It was 0500 8 January 1945, a few weeks into the Battle of the Bulge. In Dahl Luxembourg, a squad of the 319th Inf of the 80th ID held Asterhof Farm on a steep bluff overlooking the German border. Ike Refice and his buddies held a "critical flank position", and withdrew to the farmhouse under "overwhelming artillery, mortar, and rocket fire", as the Medal of Honor citation would read later. On the German side, Horst Przybilski and his comrades charged up the bluff in bitter cold, "exhausted and weak" from exposure and poor rations. First they were in the barn, then they advanced on the house. The battle raged for four hours. As the casualties mounted on both sides, the GIs resorted to throwing live stove coals down the steps on the Germans. Eventually 25 Germans surrendered to the decimated American squad. All but two GIs had been wounded, and one was dead. Ike's comrade Day Turner would earn the Medal of Honor for his actions that day.

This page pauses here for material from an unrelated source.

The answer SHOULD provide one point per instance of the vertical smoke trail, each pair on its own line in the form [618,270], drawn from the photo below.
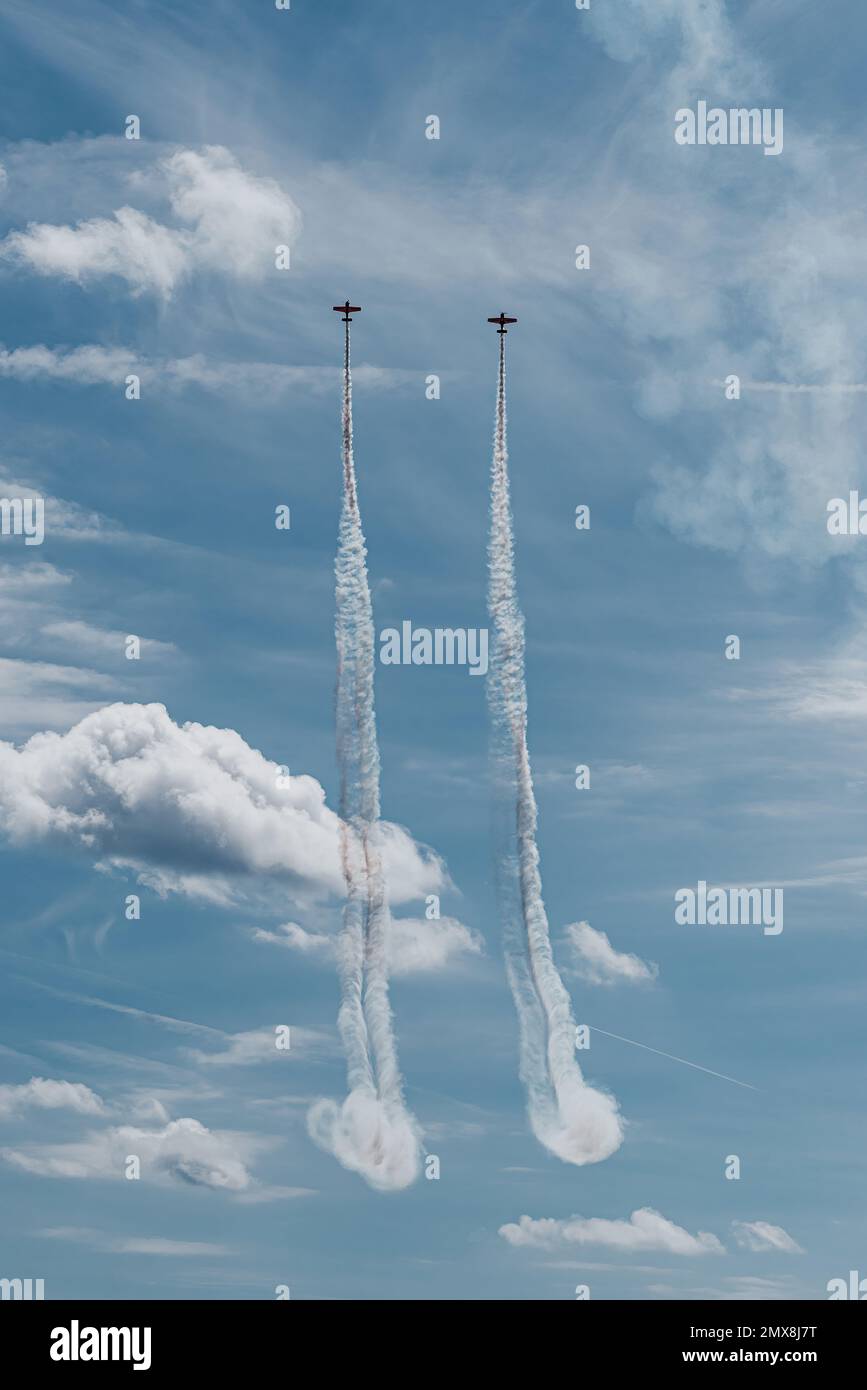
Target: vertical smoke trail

Laying unconscious with a shattered hip was PzGr. Horst Przbilski, seventeen years old and severely wounded in his first day of combat. GI Ike Refice and squad leader Day Turner carried him out and sent him on to the aid station - where Horst woke up and thought he was in Russia! Ike says "I didn't save Horst's life, I did (or we did) what was the right thing to do. If they were bad, I didn't have to be." Horst healed up in a POW camp in Ft. Devens Massachusetts, learning English and returning to Germany in 1946. Ike, too, survived the war and returned to Pennsylvania.
Over sixty years later, the German soldier came to Asterhof looking for the men who drug him to safety. Through the efforts of the Luxembourg/American Veteran Friends group the two finally met in 2005, and now get together every June at the group's "Friendship Week". Enemies, friends - only time separate the two.